Geoff Osborne

Personal information
- Full name: Geoffrey Colin Osborne
- Born: 24 February 1956 (age 70) Dunedin, New Zealand
- Batting: Left-handed
- Bowling: Right-arm medium

Domestic team information
- 1977/78–1981/82: Otago
- 1981/82: Southland
- Source: ESPNcricinfo, 20 May 2016

= Geoffrey Osborne =

New Zealand cricketer (born 1956)

Geoffrey Colin Osborne (born 24 February 1956) is a New Zealand former cricketer. He played two first-class and nine List matches for Otago between the 1977–78 and 1981–82 seasons.

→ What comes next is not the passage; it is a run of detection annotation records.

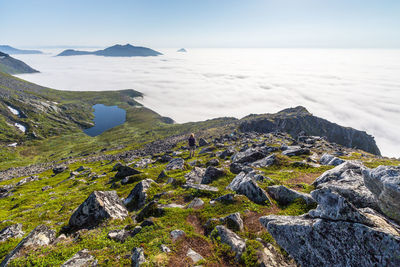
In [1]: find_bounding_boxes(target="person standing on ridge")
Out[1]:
[189,133,196,158]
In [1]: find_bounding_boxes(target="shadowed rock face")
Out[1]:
[239,107,381,155]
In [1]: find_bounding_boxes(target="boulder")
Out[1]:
[313,161,379,210]
[165,158,185,171]
[61,249,97,267]
[213,225,246,260]
[319,153,344,166]
[282,146,310,157]
[0,225,56,267]
[362,166,400,224]
[131,248,146,267]
[267,185,315,205]
[227,172,270,204]
[69,191,128,229]
[251,154,276,168]
[201,166,225,184]
[115,165,141,179]
[185,167,206,184]
[223,212,243,232]
[232,148,266,163]
[186,248,204,263]
[0,223,25,243]
[124,179,155,210]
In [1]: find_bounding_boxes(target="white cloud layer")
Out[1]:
[17,49,400,157]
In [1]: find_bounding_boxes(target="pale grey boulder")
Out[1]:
[213,225,246,259]
[0,223,25,243]
[227,172,270,204]
[124,179,155,210]
[313,161,379,210]
[319,153,345,166]
[0,225,56,267]
[131,248,146,267]
[267,185,315,205]
[61,249,97,267]
[363,166,400,223]
[69,191,128,229]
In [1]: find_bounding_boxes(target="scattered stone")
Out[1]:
[170,229,185,241]
[61,249,97,267]
[215,225,246,260]
[201,166,225,184]
[251,154,276,168]
[186,248,204,263]
[319,153,344,166]
[0,223,25,243]
[223,212,243,232]
[362,166,400,223]
[124,179,155,210]
[165,158,185,171]
[187,197,204,209]
[267,185,315,205]
[131,248,146,267]
[0,225,56,267]
[227,172,271,204]
[69,191,128,229]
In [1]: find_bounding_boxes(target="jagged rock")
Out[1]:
[232,148,266,163]
[186,248,204,263]
[260,215,400,267]
[251,154,276,168]
[313,161,379,210]
[53,166,68,175]
[215,225,246,259]
[201,166,225,184]
[165,158,185,171]
[69,191,128,229]
[61,249,97,267]
[362,166,400,223]
[124,179,155,210]
[185,167,206,184]
[282,146,310,157]
[187,197,204,209]
[0,225,56,267]
[223,212,243,231]
[227,172,270,204]
[131,248,146,267]
[170,229,185,241]
[115,165,141,179]
[267,185,315,205]
[319,153,344,166]
[16,176,39,186]
[0,223,25,243]
[182,183,218,192]
[199,138,208,146]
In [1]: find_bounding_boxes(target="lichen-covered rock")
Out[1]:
[313,161,379,210]
[124,179,155,210]
[131,248,146,267]
[61,249,97,267]
[213,225,246,259]
[0,225,56,267]
[0,223,25,243]
[227,172,270,204]
[165,158,185,171]
[69,191,128,229]
[363,166,400,223]
[319,153,344,166]
[267,185,315,205]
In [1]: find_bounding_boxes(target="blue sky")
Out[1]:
[0,0,400,48]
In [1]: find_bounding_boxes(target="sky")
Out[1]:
[0,0,400,48]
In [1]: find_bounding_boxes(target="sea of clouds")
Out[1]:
[15,49,400,157]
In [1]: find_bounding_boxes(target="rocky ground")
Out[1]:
[0,132,400,266]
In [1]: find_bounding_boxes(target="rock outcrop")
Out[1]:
[69,191,128,229]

Geoff Osborne was born at Dunedin in 1956. He played age-group cricket for Otago from the 1975–76 season and made his senior debut for the representative side in November 1977, playing in a List A match against Central Districts. He went on to play the first of his two first=class matches later in the season, playing against the New Zealand under-23 side. Osborne played occasionally for the one-day side of the following three seasons, never making more than three appearances in a season. His final first-class match came against Canterbury in January 1982. He also played two Hawke Cup matches for Southland during the 1981–82 season.

Osborne's daughter Sarah played for Otago women between 2009–10 and 2013–14, making almost 50 appearances for the side. His son Jason has played Hawke Cup cricket for Southland.